L'offensive Soulages

   Je ne sais pas si l'on peut parler de "matraquage" (je pense qu'il faut réserver le terme ; il sera très utile d'ici deux à trois ans), mais c'est fou ce que l'on parle du futur musée.

   En fait, je dois le révéler, le musée Soulages existe, je l'ai rencontré ! Il se trouve à Olemps, sur deux sites, l'hôtel de ville et la médiathèque. Y sont exposés (jusqu'au 30 juin 2010) les travaux que les élèves de la commune ont réalisés, sous l'experte direction de leurs professeures (que des femmes apparemment... au passage, si l'on ne peut que déplorer la sous-représentation des femmes dans les postes à responsabilité dans notre pays, il serait bon aussi de se poser des questions sur la féminisation excessive de certains métiers). Cette exposition a bénéficié d'une ample couverture médiatique (il en a ainsi été question deux fois dans Le Ruthénois ; de son côté, La Dépêche du Midi s'est fait l'écho de la réalisation en cours puis de l'inauguration de l'expo).

   Les "toiles" sont présentées accompagnées d'un petit carton explicatif. Cela ressemble à du Soulages, c'est (en général) aussi laid que du Soulages, mais ce n'est pas du Soulages.

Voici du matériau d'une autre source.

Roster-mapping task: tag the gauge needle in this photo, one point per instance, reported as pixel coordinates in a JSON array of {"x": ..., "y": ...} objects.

Encore que... je serais bien incapable de distinguer, dans la plupart des cas, l'oeuvre du Maître de la copie des jeunes apprentis.

   Quelques productions ont néanmoins retenu mon attention, notamment celles qui, à l'aide d'un pliage discret, donnent une impression de relief. J'ai aussi bien aimé l'exercice de style sur le bleu et le noir, en couches superposées, en partie raclées :

 
Olemps (6).JPG

   Dans chaque salle, en plus des toiles, on peut consulter un cahier de photographies, où l'on voit les bouts d'chou en action. Ils portent en général un vieux T-shirt de leurs parents (on reconnaît des marques : Le Technicien du sport, Centre Presse - Midi Libre, Nasdaq...). Peut-être a-t-on soigneusement sélectionné les images (encore que... il y en a un paquet !), toujours est-il que les bambins sont très appliqués et "déconnent" rarement ! Franchement, à leur place, j'aurais transformé la salle de classe en toile de Soulages !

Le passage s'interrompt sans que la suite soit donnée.